2) Quel est le thème central de votre livre ?


En premier lieu, précisons que le livre dont nous parlons donne un compendium de textes parus depuis six ans dans la revue «Rébellion» sise à Toulouse et qui ont été parfois retravaillés, corrigés et auxquels ont été adjoints des inédits. Nous ne signons pas la plupart du temps nos articles, car pour un grand nombre d'entre eux, ils ont été écrits à plusieurs. De surcroît, nous insistons sur l'aspect communautaire de notre entreprise aux antipodes de la conception individualiste libérale/libertaire régnante. Le thème central de tous nos textes - l'axe autour duquel gravite notre réflexion - est la réappropriation et le développement d'une pensée socialiste révolutionnaire en rupture avec le devenir-monde du capital et son exécrable domination de la loi de la valeur sur toute expérience humaine. Nous dénonçons le fait qu'il ne subsiste plus d'autre communauté que celle du capital qui éradique les diverses identités culturelles en soumettant le rapport social à l'économie. Tous les problèmes gigantesques se posant actuellement à l'humanité (du moins ceux qui relèvent strictement de la politique) découlent de cela à notre avis.

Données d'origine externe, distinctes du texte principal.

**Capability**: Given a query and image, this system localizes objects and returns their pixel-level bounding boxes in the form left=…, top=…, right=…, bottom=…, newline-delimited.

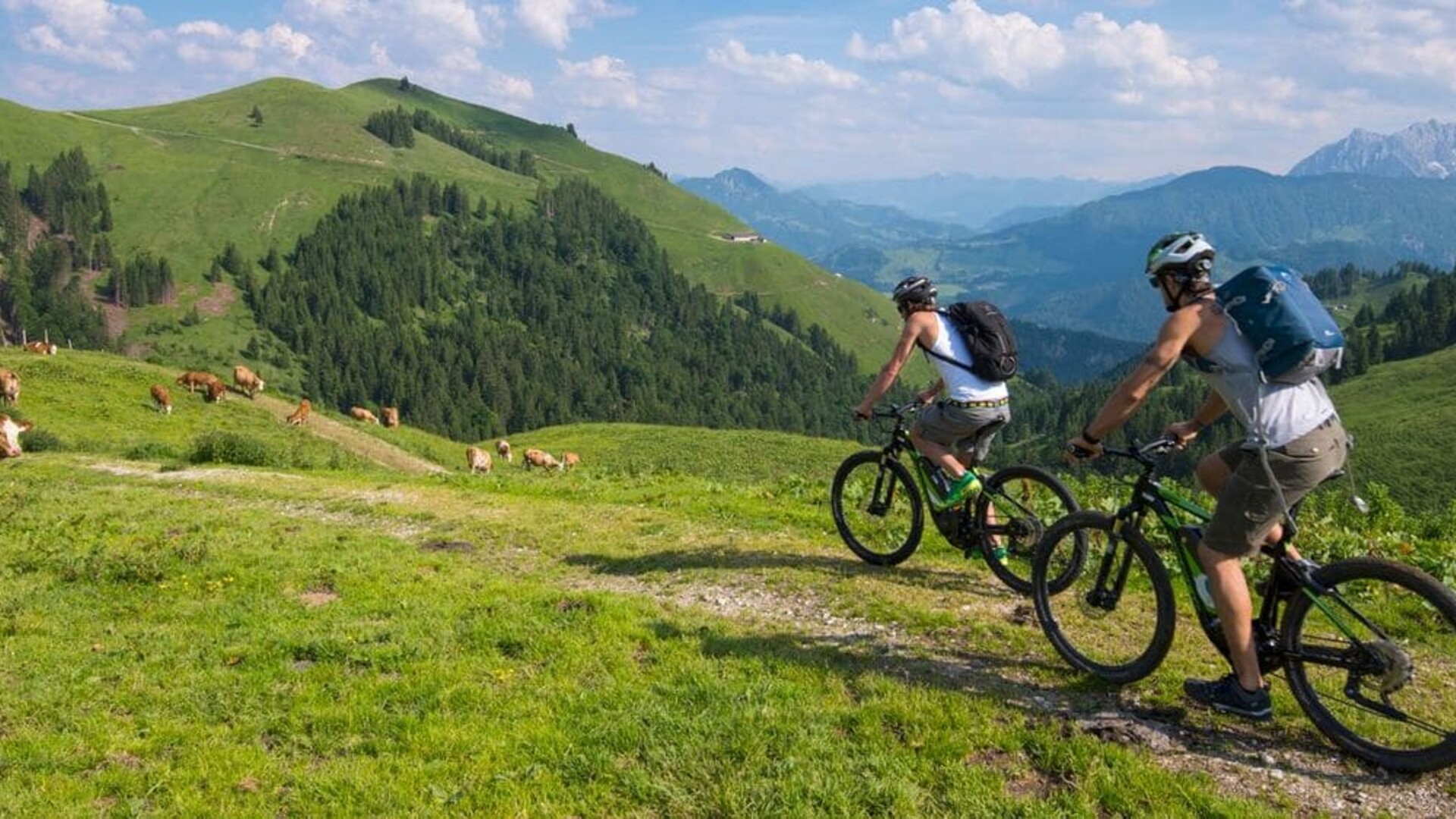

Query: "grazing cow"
left=0, top=370, right=20, bottom=406
left=177, top=370, right=221, bottom=392
left=152, top=383, right=172, bottom=416
left=521, top=447, right=560, bottom=469
left=0, top=416, right=30, bottom=457
left=233, top=364, right=264, bottom=398
left=464, top=446, right=491, bottom=475
left=287, top=398, right=313, bottom=427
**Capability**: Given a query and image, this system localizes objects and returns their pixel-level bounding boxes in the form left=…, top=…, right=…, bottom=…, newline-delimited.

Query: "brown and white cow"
left=152, top=383, right=172, bottom=416
left=177, top=370, right=221, bottom=392
left=464, top=446, right=491, bottom=475
left=287, top=398, right=313, bottom=427
left=521, top=447, right=560, bottom=469
left=0, top=416, right=32, bottom=457
left=0, top=370, right=20, bottom=406
left=233, top=364, right=264, bottom=398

3) Si vous deviez mettre en avant une phrase de votre livre, laquelle choisiriez-vous ?


Une phrase pouvant donner l'idée de notre recherche critique ? Lorsque nous définissons le Communisme, p. 183 : «C'est une philosophie de l'individu pratique, vivant, agissant, tissant des liens sociaux et qui est en rupture avec la métaphysique de la subjectivité débouchant sur l'atomisme social et «l'arraisonnement du monde» dont la figure parachevée est celle du capital...».

4) Si votre livre était une musique, quelle serait-elle ?

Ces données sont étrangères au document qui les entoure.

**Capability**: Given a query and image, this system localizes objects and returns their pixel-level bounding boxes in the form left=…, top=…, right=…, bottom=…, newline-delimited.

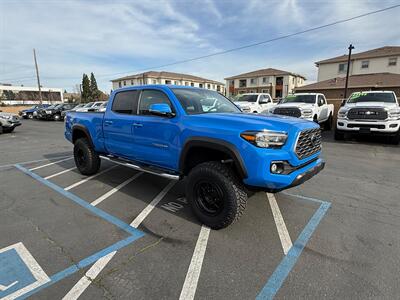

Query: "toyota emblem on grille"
left=310, top=133, right=317, bottom=146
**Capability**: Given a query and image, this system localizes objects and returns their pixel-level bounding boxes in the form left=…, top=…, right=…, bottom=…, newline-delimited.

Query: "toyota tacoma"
left=65, top=85, right=325, bottom=229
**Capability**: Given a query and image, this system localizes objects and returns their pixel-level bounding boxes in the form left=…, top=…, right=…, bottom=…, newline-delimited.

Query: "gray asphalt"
left=0, top=120, right=400, bottom=299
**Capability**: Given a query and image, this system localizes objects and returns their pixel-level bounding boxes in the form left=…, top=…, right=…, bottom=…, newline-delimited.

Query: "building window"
left=361, top=60, right=369, bottom=69
left=388, top=57, right=397, bottom=67
left=339, top=63, right=347, bottom=73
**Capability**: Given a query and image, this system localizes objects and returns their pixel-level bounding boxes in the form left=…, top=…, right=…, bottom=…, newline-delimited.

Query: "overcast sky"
left=0, top=0, right=400, bottom=92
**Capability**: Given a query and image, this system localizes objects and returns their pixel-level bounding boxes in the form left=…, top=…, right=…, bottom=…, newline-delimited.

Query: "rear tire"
left=74, top=138, right=101, bottom=175
left=186, top=161, right=247, bottom=229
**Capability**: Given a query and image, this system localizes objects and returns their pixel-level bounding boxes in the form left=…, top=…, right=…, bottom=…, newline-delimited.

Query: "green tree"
left=90, top=72, right=101, bottom=101
left=82, top=73, right=91, bottom=103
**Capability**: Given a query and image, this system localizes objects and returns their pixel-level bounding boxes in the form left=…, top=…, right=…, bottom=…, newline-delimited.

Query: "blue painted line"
left=17, top=236, right=138, bottom=299
left=256, top=198, right=331, bottom=300
left=15, top=164, right=145, bottom=299
left=15, top=164, right=144, bottom=237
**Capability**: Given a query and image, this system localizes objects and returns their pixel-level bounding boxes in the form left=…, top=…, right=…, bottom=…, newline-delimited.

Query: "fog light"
left=271, top=162, right=285, bottom=174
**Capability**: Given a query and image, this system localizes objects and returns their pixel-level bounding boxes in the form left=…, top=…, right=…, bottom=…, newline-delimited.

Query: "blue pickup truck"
left=65, top=85, right=325, bottom=229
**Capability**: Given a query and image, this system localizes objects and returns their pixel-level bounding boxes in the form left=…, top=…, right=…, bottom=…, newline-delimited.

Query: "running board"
left=100, top=155, right=180, bottom=180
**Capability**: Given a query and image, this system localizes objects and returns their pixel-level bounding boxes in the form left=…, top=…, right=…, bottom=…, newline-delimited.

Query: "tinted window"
left=111, top=90, right=138, bottom=114
left=139, top=90, right=174, bottom=115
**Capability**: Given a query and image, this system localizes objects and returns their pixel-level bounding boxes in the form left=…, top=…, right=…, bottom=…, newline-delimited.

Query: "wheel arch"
left=179, top=137, right=247, bottom=179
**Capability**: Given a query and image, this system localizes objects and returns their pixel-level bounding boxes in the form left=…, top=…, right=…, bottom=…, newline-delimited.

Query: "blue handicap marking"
left=0, top=243, right=49, bottom=299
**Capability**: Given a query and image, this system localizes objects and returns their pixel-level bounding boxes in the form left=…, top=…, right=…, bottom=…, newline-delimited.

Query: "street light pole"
left=343, top=44, right=354, bottom=99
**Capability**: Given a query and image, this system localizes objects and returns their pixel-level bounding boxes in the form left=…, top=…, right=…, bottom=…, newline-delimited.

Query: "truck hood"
left=345, top=102, right=398, bottom=108
left=275, top=102, right=314, bottom=109
left=187, top=113, right=318, bottom=132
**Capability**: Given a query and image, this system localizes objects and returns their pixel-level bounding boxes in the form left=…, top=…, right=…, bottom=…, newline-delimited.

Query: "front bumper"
left=336, top=119, right=400, bottom=134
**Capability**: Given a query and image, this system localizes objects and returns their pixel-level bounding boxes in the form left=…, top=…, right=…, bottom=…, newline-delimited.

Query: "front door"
left=103, top=90, right=140, bottom=160
left=134, top=89, right=180, bottom=170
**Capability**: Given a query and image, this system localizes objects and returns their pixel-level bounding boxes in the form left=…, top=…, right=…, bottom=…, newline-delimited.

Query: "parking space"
left=0, top=122, right=400, bottom=299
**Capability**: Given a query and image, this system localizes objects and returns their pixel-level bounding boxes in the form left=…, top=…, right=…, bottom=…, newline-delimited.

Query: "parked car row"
left=19, top=101, right=107, bottom=121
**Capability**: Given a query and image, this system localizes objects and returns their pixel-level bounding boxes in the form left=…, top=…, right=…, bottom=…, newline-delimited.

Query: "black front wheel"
left=186, top=161, right=247, bottom=229
left=74, top=138, right=101, bottom=175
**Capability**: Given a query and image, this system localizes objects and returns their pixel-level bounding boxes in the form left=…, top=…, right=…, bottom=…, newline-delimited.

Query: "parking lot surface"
left=0, top=120, right=400, bottom=299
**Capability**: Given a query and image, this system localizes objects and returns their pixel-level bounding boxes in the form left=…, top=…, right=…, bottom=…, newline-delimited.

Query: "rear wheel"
left=186, top=161, right=247, bottom=229
left=74, top=138, right=101, bottom=175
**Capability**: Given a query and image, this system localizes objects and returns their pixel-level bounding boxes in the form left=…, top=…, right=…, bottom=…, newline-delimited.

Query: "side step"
left=100, top=155, right=180, bottom=180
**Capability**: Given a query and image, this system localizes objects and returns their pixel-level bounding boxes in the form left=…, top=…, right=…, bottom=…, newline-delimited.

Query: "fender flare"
left=179, top=137, right=247, bottom=178
left=71, top=124, right=94, bottom=147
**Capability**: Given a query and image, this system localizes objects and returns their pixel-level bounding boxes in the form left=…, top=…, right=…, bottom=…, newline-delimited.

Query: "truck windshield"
left=281, top=95, right=315, bottom=104
left=235, top=95, right=258, bottom=102
left=172, top=88, right=240, bottom=115
left=347, top=92, right=396, bottom=103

Notre livre est-il musical ? Est-il suffisamment nietzschéen pour cela ? Ne tentons pas de syncrétisme en ce domaine mais nous pouvons penser au Chant des Canuts lyonnais du 19° siècle, à la musique sidérante de Joy Division et aux abîmes d'une symphonie de Chostakovitch.

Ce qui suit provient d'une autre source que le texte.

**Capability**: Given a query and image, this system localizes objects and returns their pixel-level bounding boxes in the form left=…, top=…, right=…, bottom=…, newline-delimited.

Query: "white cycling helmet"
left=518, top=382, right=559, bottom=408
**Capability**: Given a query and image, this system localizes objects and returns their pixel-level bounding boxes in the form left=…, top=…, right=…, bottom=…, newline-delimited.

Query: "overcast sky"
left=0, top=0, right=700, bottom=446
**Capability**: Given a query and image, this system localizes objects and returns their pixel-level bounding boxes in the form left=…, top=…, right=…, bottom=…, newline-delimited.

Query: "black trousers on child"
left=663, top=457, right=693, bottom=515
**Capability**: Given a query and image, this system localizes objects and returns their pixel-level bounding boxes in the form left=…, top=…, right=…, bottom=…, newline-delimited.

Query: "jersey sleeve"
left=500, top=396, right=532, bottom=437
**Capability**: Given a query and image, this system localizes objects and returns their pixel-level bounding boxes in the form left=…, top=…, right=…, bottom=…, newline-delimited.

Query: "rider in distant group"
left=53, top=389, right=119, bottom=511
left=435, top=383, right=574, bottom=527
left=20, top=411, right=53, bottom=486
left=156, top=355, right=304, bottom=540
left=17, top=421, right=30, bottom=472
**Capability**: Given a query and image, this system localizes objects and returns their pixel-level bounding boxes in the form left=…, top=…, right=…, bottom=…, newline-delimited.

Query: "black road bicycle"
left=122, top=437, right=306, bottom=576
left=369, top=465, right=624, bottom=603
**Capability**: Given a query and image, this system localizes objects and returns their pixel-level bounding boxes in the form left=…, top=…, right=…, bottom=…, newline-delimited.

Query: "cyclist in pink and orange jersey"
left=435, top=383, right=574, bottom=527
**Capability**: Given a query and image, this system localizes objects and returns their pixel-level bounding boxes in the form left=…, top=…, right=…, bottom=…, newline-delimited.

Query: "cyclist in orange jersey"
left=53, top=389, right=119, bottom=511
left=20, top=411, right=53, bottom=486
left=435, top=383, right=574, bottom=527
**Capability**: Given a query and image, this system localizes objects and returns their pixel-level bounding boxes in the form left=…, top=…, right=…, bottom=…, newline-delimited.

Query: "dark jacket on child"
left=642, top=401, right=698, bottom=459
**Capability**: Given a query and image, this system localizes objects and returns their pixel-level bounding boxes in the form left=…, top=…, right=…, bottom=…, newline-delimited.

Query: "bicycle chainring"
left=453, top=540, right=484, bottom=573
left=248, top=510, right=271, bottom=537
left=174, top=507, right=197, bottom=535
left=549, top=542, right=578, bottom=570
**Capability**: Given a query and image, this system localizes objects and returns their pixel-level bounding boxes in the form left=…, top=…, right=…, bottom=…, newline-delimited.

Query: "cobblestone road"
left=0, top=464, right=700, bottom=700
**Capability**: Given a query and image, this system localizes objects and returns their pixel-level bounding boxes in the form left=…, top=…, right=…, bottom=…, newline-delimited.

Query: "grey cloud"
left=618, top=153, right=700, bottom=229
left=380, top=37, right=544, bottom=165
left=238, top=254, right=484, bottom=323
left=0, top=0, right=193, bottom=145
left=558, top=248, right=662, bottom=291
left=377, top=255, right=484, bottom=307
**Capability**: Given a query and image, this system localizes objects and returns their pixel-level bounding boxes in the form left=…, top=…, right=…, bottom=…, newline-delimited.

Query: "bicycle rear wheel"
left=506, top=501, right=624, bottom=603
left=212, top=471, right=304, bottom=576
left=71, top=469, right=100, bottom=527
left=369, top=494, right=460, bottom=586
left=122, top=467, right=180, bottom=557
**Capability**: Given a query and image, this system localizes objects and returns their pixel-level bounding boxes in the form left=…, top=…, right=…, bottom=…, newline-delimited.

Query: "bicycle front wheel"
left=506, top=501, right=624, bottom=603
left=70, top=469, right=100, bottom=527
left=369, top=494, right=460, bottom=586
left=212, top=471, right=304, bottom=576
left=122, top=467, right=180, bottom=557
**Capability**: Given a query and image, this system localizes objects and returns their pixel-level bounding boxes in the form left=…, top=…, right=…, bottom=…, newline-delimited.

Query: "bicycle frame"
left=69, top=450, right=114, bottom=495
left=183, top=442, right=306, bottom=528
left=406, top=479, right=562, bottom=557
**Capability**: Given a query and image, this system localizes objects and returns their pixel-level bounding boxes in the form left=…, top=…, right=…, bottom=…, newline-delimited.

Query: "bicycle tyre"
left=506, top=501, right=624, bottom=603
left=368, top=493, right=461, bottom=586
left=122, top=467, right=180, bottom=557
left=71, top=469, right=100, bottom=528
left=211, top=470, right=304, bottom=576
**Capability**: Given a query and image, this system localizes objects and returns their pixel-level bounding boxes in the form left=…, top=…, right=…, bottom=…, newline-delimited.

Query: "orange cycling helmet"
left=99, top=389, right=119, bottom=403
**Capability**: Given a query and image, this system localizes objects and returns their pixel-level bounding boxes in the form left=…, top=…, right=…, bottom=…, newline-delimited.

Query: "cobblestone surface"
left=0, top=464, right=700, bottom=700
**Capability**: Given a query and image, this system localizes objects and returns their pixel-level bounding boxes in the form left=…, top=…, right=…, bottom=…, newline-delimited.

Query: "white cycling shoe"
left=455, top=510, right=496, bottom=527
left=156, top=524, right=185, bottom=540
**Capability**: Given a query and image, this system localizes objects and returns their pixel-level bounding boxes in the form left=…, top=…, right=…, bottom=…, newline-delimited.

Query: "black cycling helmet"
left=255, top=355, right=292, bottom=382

5) Qu'aimeriez-vous partager avec vos lecteurs en priorité ?


Je désirerais partager avec mes lecteurs, non pas une rébellion de convention mais le sentiment d'une force intérieure donnant le courage de tourner le dos à la sinistre comédie mise en scène par la classe dominante, couverte de masques multiples. Ne vous laissez pas déposséder de vous-mêmes par une aliénante socialisation. La personne humaine n'est pas soluble dans la collectivité ou dans l'espèce mais - le paradoxe n'est qu'apparent - l'individualité véritable n'est pas étrangère à une pratique communautaire ; le capitalisme n'est pas l'horizon ultime des hommes.
Je ressens personnellement une grande «distance» envers la banalité du monde contemporain et malgré tout, une forte préoccupation envers la souffrance sociale que celui-ci engendre. Il me paraît raisonnable de penser que l'idée d'une réduction de cette dernière peut être partagée et mise en pratique. Le reste ne relève guère de la politique et ce «reste» constitue également un vaste champ d'interrogation.